Jeśli jednak do czasu lądowania aliantów Polska miałaby się bronić sama, to zwraca uwagę złe rozmieszczenie wojsk lądowych na terenie kraju. Niewiele się ono zmieniło od czasów PRL, kiedy to ludowe Wojsko Polskie przygotowywało się razem z Armią Sowiecką do ataku na Zachód. Jak 20 lat temu większość polskich sił, czyli dwie spośród trzech dywizji ogólnowojskowych, znajduje się przy samej granicy z Niemcami: 11. Lubuska Dywizja Kawalerii Pancernej w Żaganiu, 12. Dywizja Zmechanizowana w Szczecinie. W zasadzie między obwodem kaliningradzkim a Warszawą stacjonuje jedynie 16. Pomorska Dywizja Zmechanizowana z dowództwem w Elblągu. W składzie tej dywizji znajdują się jedyne siły zagradzające drogę na Warszawę ze wschodu. 1. Warszawska Brygada Pancerna jest rozmieszczona przy granicy z Ukrainą (Chełm i Zamość) i w Wesołej na przedpolu Warszawy, a tylko jej jedna część składowa w Siedlcach przy granicy z Białorusią. Z oficjalnych danych wynika, że na północny wschód od Warszawy nie stacjonują żadne większe oddziały. Co więcej, Polska, która według planu NATO miała wystawić cztery dywizje, ma ich w zasadzie tylko trzy.

Armia w zapaści

W ciągu 20 lat polska armia zmniejszyła się z 400 tys. do 100 tys. Skala redukcji naszych sił zbrojnych była większa niż u sąsiadów. Według badań dr. Przemysława Żurawskiego vel Grajewskiego, publikowanych w książce „Bezpieczeństwo międzynarodowe. Wymiar militarny”, możliwości mobilizacyjne Polski są jednymi z najniższych w Europie. Rezerwistów przeszkolonych w latach 2005–2010 było tylko 2,3 tys. „Polska, mająca 38,4 mln ludności, byłaby zdolna wystawić dziś ok. 102 tys. żołnierzy, co daje odsetek obywateli mobilizowanych do obrony państwa na wypadek wojny wynoszący zaledwie 0,27” – pisze Żurawski. Niższy wskaźnik mają jedynie Czechy i Luksemburg.

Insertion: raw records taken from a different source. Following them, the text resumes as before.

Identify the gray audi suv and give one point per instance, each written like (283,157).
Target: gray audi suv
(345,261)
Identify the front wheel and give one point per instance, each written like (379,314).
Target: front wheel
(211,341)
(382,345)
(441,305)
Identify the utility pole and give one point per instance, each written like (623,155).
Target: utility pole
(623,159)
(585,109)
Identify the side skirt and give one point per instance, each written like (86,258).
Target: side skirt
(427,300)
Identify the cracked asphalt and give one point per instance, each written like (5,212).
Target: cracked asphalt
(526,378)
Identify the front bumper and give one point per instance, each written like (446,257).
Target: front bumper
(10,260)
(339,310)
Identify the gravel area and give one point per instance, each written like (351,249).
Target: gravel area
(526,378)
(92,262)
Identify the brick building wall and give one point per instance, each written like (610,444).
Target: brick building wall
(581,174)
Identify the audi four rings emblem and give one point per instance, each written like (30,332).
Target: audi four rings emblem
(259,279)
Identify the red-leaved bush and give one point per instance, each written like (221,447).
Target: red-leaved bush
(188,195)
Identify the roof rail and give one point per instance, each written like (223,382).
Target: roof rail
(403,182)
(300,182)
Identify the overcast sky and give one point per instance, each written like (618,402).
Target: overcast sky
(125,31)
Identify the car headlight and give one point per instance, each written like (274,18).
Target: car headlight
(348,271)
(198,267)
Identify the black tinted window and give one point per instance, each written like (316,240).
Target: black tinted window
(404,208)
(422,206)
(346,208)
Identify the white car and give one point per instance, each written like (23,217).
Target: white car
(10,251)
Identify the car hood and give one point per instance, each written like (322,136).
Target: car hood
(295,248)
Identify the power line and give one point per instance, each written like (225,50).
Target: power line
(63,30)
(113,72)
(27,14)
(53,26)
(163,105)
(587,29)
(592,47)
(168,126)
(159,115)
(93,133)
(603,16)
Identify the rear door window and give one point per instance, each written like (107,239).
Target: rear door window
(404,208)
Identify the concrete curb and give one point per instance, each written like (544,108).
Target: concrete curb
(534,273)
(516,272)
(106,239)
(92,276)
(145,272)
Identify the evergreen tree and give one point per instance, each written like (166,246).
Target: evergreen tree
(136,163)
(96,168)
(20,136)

Dziesięciotysięczne Narodowe Siły Rezerwy nie zmieniają tej sytuacji, ponieważ ludzie ci służą do wypełniania etatów w regularnych siłach zbrojnych, opróżnionych przez odchodzących ze służby żołnierzy. W latach 2010–2011 zwolniło się ok. 13 tys. wojskowych. W tym roku odejdzie kolejne 5 tys. Jak zauważa Żurawski, „przy średniej dla państw naszego kręgu cywilizacyjnego wynoszącej 1,66 proc., planowana wojenna wydolność mobilizacyjna Polski jest sześciokrotnie niższa od przeciętnej w tej grupie krajów!”. I tak w Rosji armia liczy ok. 1 mln żołnierzy, ale rezerwy przeszkolonej w latach 2005–2010 jest 2 mln. Przy 140 mln ludności daje to wskaźnik 2,16 proc. (ogółem Rosja ma 20 mln rezerwistów).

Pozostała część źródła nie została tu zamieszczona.